Comparison of display output across stimulus locations.

(A) Spectral power distributions (SPDs) for each stimulus location: Ref Cal (bottom right), Cal 2 (bottom left), and Cal 3 (top). (B) Ambient light SPDs measured during calibration. (C) Gamma functions for each primary (red, green, blue) across all three stimulus locations. (D) Differences in normalized output for each pairwise comparison of stimulus locations, plotted separately for each primary. (E) Chromaticity coordinates of each primary in the CIE diagram, shown for all three stimulus locations.

Gamma correction.

(A) Measured gamma functions and their corresponding inverse functions for the red, green, and blue primaries, used to construct the gamma correction lookup table. (B) Gamma functions re-measured after applying the correction in Unity, showing close alignment with the identity line for all three primaries.
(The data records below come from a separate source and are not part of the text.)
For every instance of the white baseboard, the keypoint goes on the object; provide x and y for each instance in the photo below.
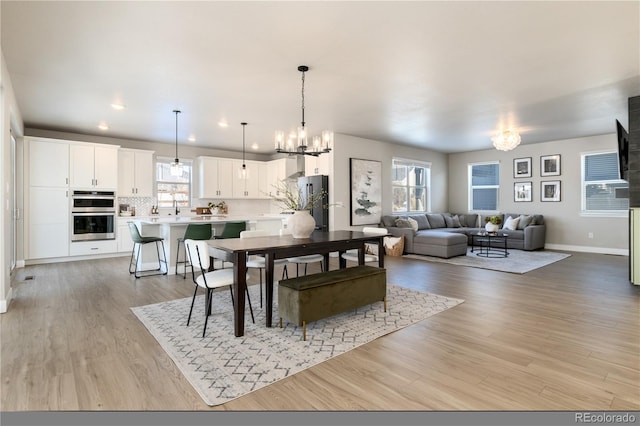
(4, 304)
(588, 249)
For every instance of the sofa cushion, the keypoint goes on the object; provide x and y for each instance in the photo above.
(436, 220)
(423, 223)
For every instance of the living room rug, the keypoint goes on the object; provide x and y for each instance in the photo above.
(222, 367)
(518, 261)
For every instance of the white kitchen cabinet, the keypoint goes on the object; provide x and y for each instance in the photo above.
(48, 222)
(94, 166)
(320, 165)
(135, 173)
(215, 177)
(48, 163)
(249, 187)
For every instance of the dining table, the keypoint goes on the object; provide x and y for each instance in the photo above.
(272, 247)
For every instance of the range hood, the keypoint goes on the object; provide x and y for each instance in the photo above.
(294, 167)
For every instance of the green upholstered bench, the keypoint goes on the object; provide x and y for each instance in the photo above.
(317, 296)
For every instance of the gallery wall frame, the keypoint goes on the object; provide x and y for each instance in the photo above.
(522, 167)
(550, 165)
(550, 190)
(522, 192)
(366, 191)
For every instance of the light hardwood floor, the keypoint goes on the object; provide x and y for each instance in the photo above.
(563, 337)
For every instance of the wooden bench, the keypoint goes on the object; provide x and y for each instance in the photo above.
(317, 296)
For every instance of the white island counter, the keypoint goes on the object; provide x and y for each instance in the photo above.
(170, 228)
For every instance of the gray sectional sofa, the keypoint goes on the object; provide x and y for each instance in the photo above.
(448, 234)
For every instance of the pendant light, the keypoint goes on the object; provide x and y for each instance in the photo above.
(243, 172)
(176, 166)
(296, 143)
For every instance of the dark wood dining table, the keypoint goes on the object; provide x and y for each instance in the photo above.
(273, 247)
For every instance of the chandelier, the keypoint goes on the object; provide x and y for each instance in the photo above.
(506, 140)
(176, 166)
(297, 143)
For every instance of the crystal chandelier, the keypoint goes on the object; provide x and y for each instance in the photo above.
(297, 143)
(176, 166)
(506, 140)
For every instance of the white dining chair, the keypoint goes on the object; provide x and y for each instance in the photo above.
(198, 256)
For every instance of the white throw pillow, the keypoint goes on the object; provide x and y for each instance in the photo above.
(511, 223)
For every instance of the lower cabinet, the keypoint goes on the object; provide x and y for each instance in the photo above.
(81, 248)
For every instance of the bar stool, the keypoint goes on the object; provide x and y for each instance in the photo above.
(195, 231)
(138, 242)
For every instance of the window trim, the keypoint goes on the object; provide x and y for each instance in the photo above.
(169, 160)
(583, 186)
(470, 187)
(412, 163)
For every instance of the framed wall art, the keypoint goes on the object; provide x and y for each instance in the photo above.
(522, 167)
(550, 190)
(366, 191)
(550, 165)
(522, 192)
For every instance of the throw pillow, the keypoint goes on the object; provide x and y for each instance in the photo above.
(524, 221)
(413, 223)
(511, 223)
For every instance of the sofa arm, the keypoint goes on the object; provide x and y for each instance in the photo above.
(407, 233)
(534, 237)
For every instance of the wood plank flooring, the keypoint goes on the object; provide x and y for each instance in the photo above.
(563, 337)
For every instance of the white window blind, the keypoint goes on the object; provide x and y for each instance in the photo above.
(600, 179)
(484, 184)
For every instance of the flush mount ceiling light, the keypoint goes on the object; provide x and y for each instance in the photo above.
(176, 166)
(297, 145)
(243, 173)
(506, 140)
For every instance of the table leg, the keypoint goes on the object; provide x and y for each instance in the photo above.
(239, 289)
(268, 257)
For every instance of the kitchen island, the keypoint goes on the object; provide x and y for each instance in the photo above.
(170, 228)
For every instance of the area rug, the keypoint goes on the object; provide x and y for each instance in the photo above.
(518, 261)
(222, 367)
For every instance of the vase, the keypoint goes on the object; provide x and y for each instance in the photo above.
(301, 224)
(491, 227)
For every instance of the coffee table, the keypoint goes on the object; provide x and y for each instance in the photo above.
(486, 249)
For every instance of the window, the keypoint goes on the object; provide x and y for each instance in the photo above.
(411, 186)
(600, 180)
(171, 188)
(484, 185)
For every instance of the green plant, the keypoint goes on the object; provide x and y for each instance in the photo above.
(293, 199)
(496, 220)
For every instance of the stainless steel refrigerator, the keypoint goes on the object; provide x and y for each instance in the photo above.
(317, 184)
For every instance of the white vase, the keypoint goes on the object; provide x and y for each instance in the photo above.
(491, 227)
(301, 224)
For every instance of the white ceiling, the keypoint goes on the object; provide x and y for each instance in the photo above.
(439, 75)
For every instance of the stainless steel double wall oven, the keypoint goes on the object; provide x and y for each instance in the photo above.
(93, 215)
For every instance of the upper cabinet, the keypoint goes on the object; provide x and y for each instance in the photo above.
(94, 166)
(215, 177)
(135, 173)
(48, 163)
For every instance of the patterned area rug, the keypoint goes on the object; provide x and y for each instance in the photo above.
(518, 261)
(222, 367)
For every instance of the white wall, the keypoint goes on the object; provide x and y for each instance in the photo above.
(346, 147)
(10, 120)
(566, 227)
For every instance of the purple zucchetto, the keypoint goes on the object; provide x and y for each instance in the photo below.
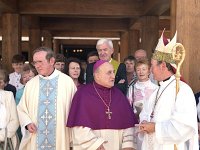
(98, 64)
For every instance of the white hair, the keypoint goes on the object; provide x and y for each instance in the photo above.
(104, 41)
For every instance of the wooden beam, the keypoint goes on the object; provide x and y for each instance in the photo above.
(85, 34)
(8, 6)
(155, 7)
(81, 24)
(105, 8)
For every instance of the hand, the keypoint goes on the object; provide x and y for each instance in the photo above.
(32, 128)
(147, 127)
(101, 147)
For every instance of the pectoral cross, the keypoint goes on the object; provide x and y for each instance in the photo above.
(109, 113)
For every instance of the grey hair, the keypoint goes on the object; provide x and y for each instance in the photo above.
(50, 53)
(105, 41)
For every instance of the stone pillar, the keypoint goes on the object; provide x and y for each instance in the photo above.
(124, 45)
(187, 25)
(150, 34)
(11, 38)
(47, 41)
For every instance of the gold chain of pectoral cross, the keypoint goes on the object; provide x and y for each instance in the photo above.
(158, 97)
(108, 112)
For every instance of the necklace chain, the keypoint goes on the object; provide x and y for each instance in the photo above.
(108, 112)
(158, 97)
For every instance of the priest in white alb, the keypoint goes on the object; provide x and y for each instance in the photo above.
(101, 117)
(169, 118)
(44, 106)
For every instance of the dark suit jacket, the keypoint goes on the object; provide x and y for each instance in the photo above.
(121, 74)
Comparison of display output with gamma correction over time.

(A) Spectral power distributions (SPDs) when measured at the bottom-right blobby stimulus location. Ref Cal (initial measurements prior to the experiment) and Cal 2 (follow-up measurements roughly one month after data collection began). (B) Ambient light SPDs measured during each calibration. (C) Gamma functions for the red, green, and blue primaries across both sessions, with gamma correction applied. (D) Chromaticity coordinates of each primary plotted in the CIE diagram for both calibration runs.

Evidence of spatial dithering by Unity’s rendering pipeline.

(A) The stimulus setup during measurements was identical to that used in the main experiment. The surface color of both the cubic room and the blobby stimulus (shown here as the top-position stimulus) was varied across trials during the measurements. The shaded gray circular region on the stimulus indicates the area measured by the colorimeter’s aperture. (B) Spatial dithering by Unity’s standard shader is suggested by comparing the luminance measurements from the Klein K-10A (averaged across a circular region on the blobby object) with the RGB values stored in the frame buffer. The measured luminance shows small incremental changes as the RGB settings increase in steps of 1/4095. These measurements are consistent with what we obtain by averaging over pixels in a saved image of the frame buffer (saved from Unity in .exr format). The averaged pixel values exhibit 12-bit quantization even though individual pixel values exhibit 8-bit quantization. (C) Top row: mean R channel values averaged vertically within a horizontal slice of the blobby object. Bottom row: differences in the R channel values between the minimum target R channel setting and each of the rest settings. Different shades of gray represent different target R settings. For illustration, only a portion of the horizontal slice is shown, and solid lines in the bottom row are scaled by a factor of 0.1. Dashed lines: the mean difference averaged across all pixels within each slice.